The most important reasons to use Tink are:

  • It's simple to use

    Cryptography is difficult to get right. With Tink, you can encrypt or sign data with built-in security guarantees using just a few lines of code. Tink can also help you rotate keys or secure keys using external Key Management Systems (KMSs).

  • It's secure

    Tink adds security protections on top of well known libraries like BoringSSL and Java Cryptography Architecture and shows them right in the interfaces, so auditors and tools can quickly find gaps. Tink also separates APIs that are potentially dangerous, so you can monitor them.

  • It's compatible

    Tink ciphertexts are compatible with existing cryptography libraries. Tink also supports encrypting or storing keys in Amazon KMS, Google Cloud KMS, Android Keystore, and iOS Keychain.

Who's using Tink?

Tink is widely used by many companies, including Google, Square, and Citadel, as well as hundreds of Google Cloud customers and Google Pay partners. Tink also powers the Jetpack Security library, which secures many popular Android apps like Slack, Adidas, AirBnb, and Nextdoor.

Tink Goals

What are the main goals of Tink compared to other cryptographic libraries, and what are the main mechanisms which Tink uses to achieve these goals?

In short, Tink has two goals:

  1. Promote cryptographic agility: Users should be able to change keys and algorithms in a simple way.
  2. Enable security reviews: Tink aims to allow users to write code whose security can be reviewed locally, by providing interfaces which give clear security guarantees.

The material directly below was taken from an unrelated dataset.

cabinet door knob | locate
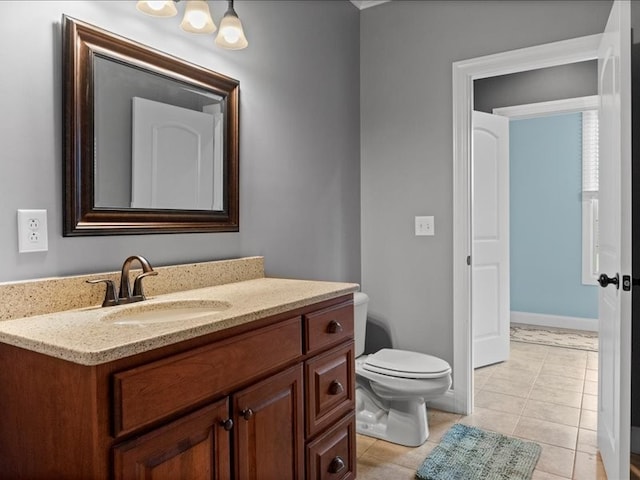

The main mechanisms Tink uses to achieve these goals are as follows:

  1. Tink provides primitives and interfaces as important abstractions. These abstractions allow users to write code which does not specify the exact algorithm to be used, but instead specifies the expected security notion.
  2. Tink uses the notion of a "keyset", which is a set of keys that are associated with a particular primitive. This results in users writing code which works with multiple keys.
  3. In Tink, keys are not only specified by the underlying key material, but also the cryptographic algorithm, as well as all parameters. This means that a Tink key always selects a unique cryptographic function from all possible functions which can exist, and leaves no room for interpretation.

The following sections explain these concepts in more detail.

Cryptographic agility

Consider Software Engineering at Google, a book about lessons learned in the field of software engineering, with the subtitle "lessons learned from programming over time". In it, the authors go to great lengths to implore the implications of the fact that things change. This fact also impacted much of the design of Tink. In cryptography, it is important that one prepares for change. Keys will leak, and algorithms will be broken. Being able to switch out keys and algorithms is crucial for many users, and being prepared is prudent.

Security reviews and local properties

Tink promotes the use of interfaces, such as our AEAD interface, which allows users to encrypt data. Among other security guarantees, an AEAD guarantees that multiple encryptions of the same string result in different ciphertexts.

To see how this can be used, suppose an engineer wants to store some sensitive ID in a user cookie. They might provide a class such as this:

class IdEncrypter {
  public static IdEncrypter createFromAead(Aead aead);

  public String encrypt(long id) throws GeneralSecurityException;
  public long decrypt(String encrypted) throws GeneralSecurityException;
};

Passing an Aead obtains the following properties:

  1. The code communicates that for IdEncrypter to do its job, it requires an encryption scheme with the security properties an Aead provides. Alternatively, a DeterministicAead wouldn't be enough -- the IdEncrypter requires that two encryptions of the same id are different. On the other hand, taking as parameter an instance of an AES GCM encrypter (one particular instance of an Aead) would be overly strict: any Aead is enough for IdEncrypter to do its job, and it does not need to be one specific algorithm.
  2. A security review can take this point into account. A security reviewer does not need to go through all of the entire code repository to check if somewhere, someone made a subclass of Aead which is not secure for use with IdEncrypter. Instead, Tink provides security properties which all Aead objects have, and the reviewer can check that these are sufficient.

In particular the second point requires a lot of care. Users often ask to add algorithms which are 'not quite' an Aead. The previous point illustrates why this is dangerous: if there is any implementation of Aead available which does not provide the required security guarantees, IdEncrypter can become insecure, and the engineer performing a security review needs to examine additional code to check that the object is instantiated correctly.